ConnectionPool#check method failures will cause an infinite loop #709

dabdine · 2023-12-29T03:45:36Z

In my use case, I'm using the check method to set some parameters for Postgres RLS (specifically setting the ROLE and the tenant parameters on the connection) before the connection is handed to application code (similarly, using reset to erase / remove state when it is returned to the pool).

I noticed that if a connection's check method fails, psycopg3 will just loop infinitely. In my case, there was an error I made dealing with query parameters (irrelevant, but that was the underlying cause that caused the issue in my case). I think either a sensible default or a maximum retry would be helpful for debugging purposes (otherwise, I was wondering why my application was hanging).

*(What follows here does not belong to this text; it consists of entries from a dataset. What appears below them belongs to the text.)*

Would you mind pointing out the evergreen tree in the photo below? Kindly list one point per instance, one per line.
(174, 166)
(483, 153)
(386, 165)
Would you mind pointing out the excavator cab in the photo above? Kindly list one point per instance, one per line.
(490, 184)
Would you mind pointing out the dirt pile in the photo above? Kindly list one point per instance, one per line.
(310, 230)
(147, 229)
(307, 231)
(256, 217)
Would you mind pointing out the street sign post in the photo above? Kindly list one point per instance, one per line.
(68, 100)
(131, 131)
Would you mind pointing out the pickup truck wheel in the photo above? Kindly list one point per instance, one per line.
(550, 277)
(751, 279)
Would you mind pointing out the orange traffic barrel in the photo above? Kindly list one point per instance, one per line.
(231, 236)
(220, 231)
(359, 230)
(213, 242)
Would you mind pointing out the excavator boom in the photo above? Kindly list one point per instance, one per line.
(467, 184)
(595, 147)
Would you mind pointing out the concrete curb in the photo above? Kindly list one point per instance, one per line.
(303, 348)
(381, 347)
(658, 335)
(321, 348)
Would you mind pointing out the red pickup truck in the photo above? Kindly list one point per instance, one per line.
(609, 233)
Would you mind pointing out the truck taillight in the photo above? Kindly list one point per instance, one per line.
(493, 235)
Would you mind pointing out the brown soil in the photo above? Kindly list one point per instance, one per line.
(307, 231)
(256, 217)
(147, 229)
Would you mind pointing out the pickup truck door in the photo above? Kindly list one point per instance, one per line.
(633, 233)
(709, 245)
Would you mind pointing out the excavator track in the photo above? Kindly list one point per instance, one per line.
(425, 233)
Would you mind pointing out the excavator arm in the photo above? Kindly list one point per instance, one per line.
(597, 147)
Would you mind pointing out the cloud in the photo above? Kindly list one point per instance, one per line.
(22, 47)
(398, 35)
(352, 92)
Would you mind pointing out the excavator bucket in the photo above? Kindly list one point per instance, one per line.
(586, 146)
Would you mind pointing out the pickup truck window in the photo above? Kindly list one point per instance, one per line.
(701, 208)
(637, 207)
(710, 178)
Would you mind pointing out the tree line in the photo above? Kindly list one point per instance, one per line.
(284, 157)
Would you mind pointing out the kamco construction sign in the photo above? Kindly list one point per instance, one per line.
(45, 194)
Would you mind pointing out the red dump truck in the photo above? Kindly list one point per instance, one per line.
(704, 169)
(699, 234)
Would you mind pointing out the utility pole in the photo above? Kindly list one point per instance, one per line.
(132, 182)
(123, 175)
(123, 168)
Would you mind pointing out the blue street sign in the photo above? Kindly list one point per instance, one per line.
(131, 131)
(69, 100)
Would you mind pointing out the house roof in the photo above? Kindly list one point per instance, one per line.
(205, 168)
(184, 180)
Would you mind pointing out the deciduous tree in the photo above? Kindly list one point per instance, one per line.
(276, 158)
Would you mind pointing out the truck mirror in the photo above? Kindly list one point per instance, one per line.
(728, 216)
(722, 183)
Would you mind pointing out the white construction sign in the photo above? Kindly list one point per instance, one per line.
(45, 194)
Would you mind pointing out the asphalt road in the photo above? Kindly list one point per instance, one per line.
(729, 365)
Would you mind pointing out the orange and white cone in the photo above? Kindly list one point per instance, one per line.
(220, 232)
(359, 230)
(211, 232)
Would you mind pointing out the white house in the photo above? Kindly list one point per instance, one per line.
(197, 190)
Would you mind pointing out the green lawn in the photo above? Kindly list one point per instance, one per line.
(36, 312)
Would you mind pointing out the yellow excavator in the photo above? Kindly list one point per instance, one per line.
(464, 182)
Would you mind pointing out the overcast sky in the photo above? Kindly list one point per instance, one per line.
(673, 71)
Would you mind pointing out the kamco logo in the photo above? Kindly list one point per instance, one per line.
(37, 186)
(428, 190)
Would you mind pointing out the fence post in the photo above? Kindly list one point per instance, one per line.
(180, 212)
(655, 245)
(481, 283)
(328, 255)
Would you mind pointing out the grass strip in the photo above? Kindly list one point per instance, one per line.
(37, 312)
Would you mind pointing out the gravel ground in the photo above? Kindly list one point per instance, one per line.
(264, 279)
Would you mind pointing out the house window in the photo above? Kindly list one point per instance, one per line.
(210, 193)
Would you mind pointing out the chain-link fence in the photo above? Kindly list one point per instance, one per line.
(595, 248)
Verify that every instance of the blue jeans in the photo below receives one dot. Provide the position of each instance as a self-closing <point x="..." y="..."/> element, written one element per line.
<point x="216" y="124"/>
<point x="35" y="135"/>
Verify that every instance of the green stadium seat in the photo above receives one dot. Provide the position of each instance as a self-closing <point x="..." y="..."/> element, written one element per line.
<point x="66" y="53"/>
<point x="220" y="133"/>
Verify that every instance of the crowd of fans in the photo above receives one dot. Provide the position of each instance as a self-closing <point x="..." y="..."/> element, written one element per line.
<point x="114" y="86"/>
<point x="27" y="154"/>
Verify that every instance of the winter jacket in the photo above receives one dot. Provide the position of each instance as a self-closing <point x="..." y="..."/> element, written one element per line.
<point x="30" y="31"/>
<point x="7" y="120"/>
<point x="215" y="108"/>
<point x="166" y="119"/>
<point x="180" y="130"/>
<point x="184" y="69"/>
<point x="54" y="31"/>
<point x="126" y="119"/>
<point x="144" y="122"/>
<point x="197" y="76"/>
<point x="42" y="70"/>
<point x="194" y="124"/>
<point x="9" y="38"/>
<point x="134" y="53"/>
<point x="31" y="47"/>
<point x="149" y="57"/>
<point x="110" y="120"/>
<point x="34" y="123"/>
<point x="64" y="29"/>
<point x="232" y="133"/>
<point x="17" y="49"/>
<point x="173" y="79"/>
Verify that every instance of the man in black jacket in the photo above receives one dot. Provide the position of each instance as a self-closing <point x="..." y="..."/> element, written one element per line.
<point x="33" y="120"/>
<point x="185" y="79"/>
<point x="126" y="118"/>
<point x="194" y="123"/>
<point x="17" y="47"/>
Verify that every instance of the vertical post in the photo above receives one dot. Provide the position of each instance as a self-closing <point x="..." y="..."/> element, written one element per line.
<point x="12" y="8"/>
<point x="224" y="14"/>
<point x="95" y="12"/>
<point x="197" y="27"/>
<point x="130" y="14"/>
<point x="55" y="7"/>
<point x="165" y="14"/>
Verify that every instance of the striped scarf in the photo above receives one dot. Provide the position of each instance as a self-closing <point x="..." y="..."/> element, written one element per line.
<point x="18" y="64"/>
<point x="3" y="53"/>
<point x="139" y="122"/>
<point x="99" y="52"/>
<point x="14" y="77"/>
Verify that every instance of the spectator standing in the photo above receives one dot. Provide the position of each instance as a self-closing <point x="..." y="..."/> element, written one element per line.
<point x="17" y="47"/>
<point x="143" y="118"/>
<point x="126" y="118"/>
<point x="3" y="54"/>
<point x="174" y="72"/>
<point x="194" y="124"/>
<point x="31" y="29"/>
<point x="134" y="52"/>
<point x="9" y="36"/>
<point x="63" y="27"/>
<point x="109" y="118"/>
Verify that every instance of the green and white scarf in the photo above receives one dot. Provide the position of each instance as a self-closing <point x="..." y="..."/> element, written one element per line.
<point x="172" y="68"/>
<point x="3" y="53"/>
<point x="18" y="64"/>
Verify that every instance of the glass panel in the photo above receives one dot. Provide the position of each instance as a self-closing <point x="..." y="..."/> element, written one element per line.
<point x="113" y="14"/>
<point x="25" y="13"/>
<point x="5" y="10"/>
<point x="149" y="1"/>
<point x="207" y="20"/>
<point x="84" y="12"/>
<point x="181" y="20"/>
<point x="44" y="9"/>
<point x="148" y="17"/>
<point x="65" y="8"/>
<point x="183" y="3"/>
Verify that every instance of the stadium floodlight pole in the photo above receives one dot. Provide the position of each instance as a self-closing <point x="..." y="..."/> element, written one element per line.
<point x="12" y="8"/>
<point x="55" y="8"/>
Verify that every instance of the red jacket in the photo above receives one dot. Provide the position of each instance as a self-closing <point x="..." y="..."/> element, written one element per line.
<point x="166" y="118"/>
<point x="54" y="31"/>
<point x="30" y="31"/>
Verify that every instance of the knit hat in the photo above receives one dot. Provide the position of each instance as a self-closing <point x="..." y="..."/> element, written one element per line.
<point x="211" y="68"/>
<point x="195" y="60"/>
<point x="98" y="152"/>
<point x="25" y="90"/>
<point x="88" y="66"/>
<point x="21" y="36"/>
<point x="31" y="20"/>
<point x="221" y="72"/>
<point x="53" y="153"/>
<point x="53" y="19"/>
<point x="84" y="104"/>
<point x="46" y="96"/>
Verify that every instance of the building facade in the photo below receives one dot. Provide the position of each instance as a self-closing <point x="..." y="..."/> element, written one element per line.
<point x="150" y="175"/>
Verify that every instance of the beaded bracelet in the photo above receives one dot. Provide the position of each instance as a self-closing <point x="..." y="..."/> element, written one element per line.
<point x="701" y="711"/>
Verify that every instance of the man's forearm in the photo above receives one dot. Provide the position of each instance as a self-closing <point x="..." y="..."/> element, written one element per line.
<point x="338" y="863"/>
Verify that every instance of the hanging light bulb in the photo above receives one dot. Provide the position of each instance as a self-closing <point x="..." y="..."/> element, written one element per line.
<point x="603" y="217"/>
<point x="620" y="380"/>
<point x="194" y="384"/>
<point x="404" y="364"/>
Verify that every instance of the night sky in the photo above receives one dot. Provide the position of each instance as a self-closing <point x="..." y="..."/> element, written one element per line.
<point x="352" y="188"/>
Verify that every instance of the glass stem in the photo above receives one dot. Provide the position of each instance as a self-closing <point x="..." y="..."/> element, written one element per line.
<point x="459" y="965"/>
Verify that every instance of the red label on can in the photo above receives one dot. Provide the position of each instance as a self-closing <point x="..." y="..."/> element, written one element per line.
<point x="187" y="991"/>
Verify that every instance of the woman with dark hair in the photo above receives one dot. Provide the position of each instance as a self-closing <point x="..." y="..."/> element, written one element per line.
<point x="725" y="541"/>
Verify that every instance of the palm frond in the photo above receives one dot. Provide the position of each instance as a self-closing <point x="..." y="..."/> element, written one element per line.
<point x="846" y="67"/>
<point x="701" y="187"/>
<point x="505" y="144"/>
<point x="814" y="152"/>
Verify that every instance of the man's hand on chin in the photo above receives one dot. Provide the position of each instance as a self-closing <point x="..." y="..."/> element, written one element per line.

I did originally try to use configure, but I need information that comes from a ContextVar in the context of a FastAPI request thread (a tenant identifier), so that wouldn't work, since configure is run at moments when that information is not available.

Minimal example:

import os
from psycopg import Connection
from psycopg_pool import ConnectionPool

def bugged_check(conn):
    with conn.cursor() as cursor:
        try:
            print("performing something that will except")
            cursor.execute("blah")
            conn.commit()
        except Exception as e:
           raise e

connection_pool = ConnectionPool(
    conninfo=os.environ["DATABASE_URL"],
    min_size=1,
    max_size=10,
    check=bugged_check,
)

with connection_pool.getconn() as conn:
    print("never gets here")

execution:

poetry run python test.py > foo  0.55s user 0.20s system 27% cpu 2.711 total

output:

$ wc -l foo
3010 foo
$ tail -n10 foo
performing something that will except
performing something that will except
performing something that will except
performing something that will except
performing something that will except
performing something that will except
performing something that will except
performing something that will except
performing something that will except
performing something that will except

The text was updated successfully, but these errors were encountered:

dvarrazzo · 2023-12-29T12:01:50Z

Hm... connect() should have a 30s timeout, which I would have expected to kick in here, but your test seems to prove that it is not respected if check() is failing... Let me try and reproduce that.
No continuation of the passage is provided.